Sabrina Ho looks to Macau art fairs and auctions to diversify economic climate far from casinos

As pressure grows on Macau to locate new reasons for revenue, scion of casino dynasty imagines a different future for that other SAR
Sabrina Ho Chiu-yeng is performing what she could to help Macau diversify. The 26-year-old daughter of Stanley Ho Hung-sun may be better known for gracing society and entertainment pages, in January she organised the very first Macau sales by China’s state-owned Poly Auction and then in November held her own annual hotel art fair, having already launched an exhibition to promote the job of young art graduates in September.


“Macau has been evolving,” she tells The Collector. “We don’t desire to rely just for the gaming industry. We’d like more families ahead in charge of holidays, we should boost our cultural and inventive industries.”
It is a politically correct view for that daughter of a casino magnate. Macau is in the cross hairs of Beijing’s fight against corruption and capital outflow. The central government started urging the location to quit its addiction to the gaming sector, the required taxes where spend on most public expenditures, back in the boom years, if the “build it and they will come” mentality ruled the casino industry.
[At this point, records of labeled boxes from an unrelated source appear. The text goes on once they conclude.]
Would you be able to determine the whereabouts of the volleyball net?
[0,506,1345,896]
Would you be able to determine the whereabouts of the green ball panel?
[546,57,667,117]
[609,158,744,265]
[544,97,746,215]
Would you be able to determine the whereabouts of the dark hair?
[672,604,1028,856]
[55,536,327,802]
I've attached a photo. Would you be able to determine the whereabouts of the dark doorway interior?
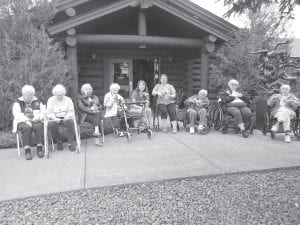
[133,59,154,100]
Today, mainland policies to discourage high rollers coupled with a slowing economy have raised pressure to locate new revenues.
Fundamental change may be slow ahead. Five casinos have opened since 2012 and more are stored on the best way, including two from branches from the Ho empire – the Grand Lisboa Palace, led by Ho’s mother, Angela Leong On-kei (Stanley’s so-called “fourth wife”), and MGM Cotai, headed by Sabrina ho‘s half-sister Pansy Ho Chiu-king.
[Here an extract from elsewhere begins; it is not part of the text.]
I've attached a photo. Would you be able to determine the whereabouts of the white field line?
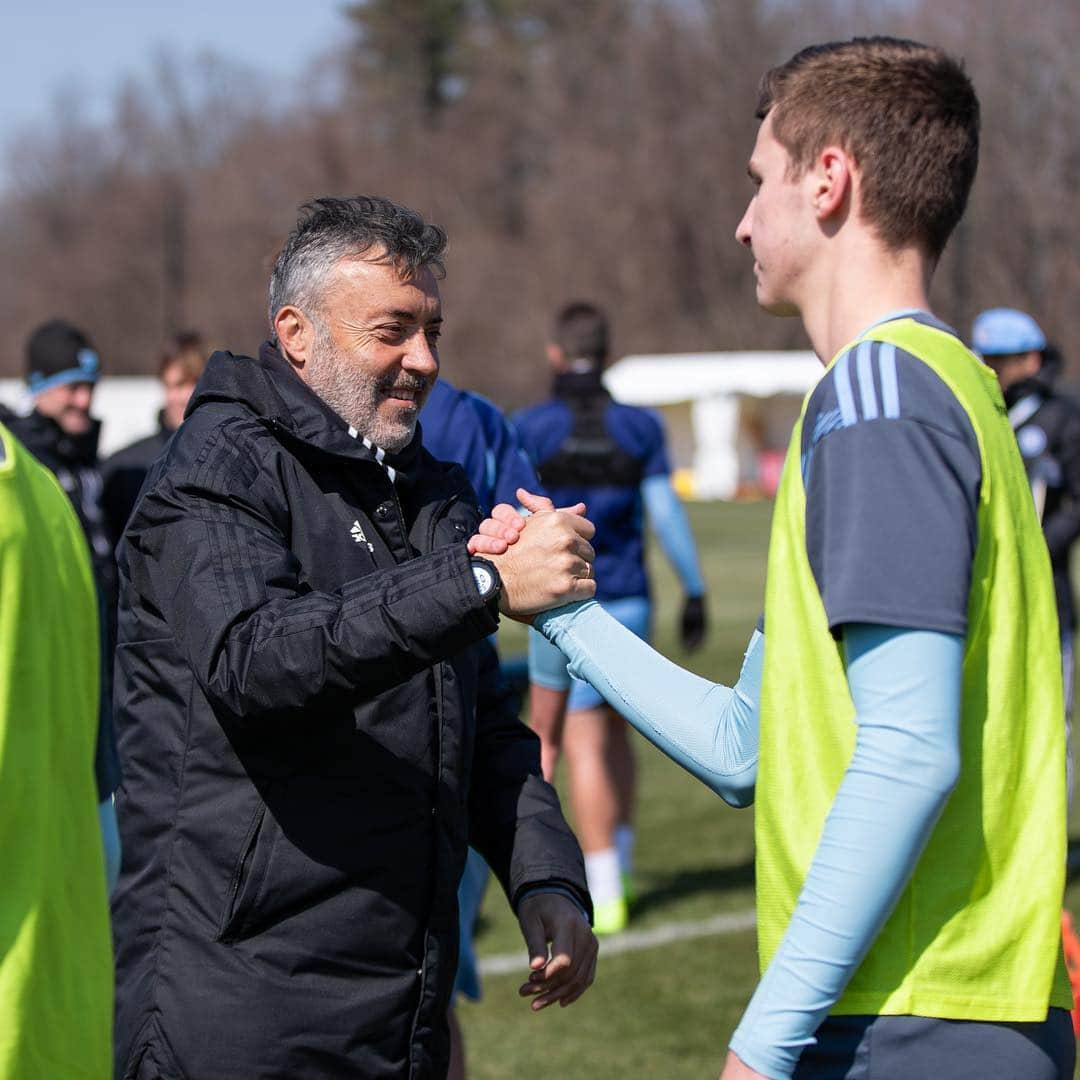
[480,908,756,975]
So may be Sabrina’s cultural endeavours all slightly of soppy pr for that clan?
Well, China’s biggest auction house is treat­ing her seriously, and hopes her youthful energy and family connections might help it break into a whole new and wealthy market where no international house carries a presence. In return, Ho says, sherrrd like the auctions to help attract tourists as well as perhaps encourage the city’s 600,000 residents to formulate more of an interest in culture. Their bond, called Poly Auction Macau, is 51 percent properties of Poly and also the rest by Ho’s company, Chiu Yeng Culture.
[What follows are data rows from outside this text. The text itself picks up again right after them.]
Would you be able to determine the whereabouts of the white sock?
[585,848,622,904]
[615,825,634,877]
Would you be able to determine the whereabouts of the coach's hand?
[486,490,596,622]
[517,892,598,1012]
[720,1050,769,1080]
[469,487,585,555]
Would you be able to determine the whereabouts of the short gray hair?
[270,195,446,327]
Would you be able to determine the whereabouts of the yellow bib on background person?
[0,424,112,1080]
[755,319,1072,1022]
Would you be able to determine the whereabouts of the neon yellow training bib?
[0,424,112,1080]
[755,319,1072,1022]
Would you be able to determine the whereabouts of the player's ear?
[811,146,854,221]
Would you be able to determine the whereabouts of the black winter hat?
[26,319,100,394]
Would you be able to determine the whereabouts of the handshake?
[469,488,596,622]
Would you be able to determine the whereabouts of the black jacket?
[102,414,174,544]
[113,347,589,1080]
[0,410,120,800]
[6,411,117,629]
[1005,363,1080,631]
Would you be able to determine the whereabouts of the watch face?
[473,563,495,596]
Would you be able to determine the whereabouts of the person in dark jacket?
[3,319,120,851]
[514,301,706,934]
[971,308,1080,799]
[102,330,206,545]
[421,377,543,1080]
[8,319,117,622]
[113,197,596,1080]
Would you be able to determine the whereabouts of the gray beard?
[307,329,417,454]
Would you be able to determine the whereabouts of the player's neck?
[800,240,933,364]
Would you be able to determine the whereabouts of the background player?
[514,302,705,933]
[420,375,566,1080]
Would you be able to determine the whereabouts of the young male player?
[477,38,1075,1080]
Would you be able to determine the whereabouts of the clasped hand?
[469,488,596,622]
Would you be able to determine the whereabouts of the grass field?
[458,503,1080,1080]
Ho grew up encompassed by art and also other collectables properties of her parents but she’s a newcomer towards the auctions business. After graduating having an arts degree from the University of Hong Kong, in 2013, she labored on the branding and marketing side from the family’s hotel and property businesses. “But I prefer art and I asked Poly if I could work part time at their Hong Kong office, to learn about the auction world,” she says.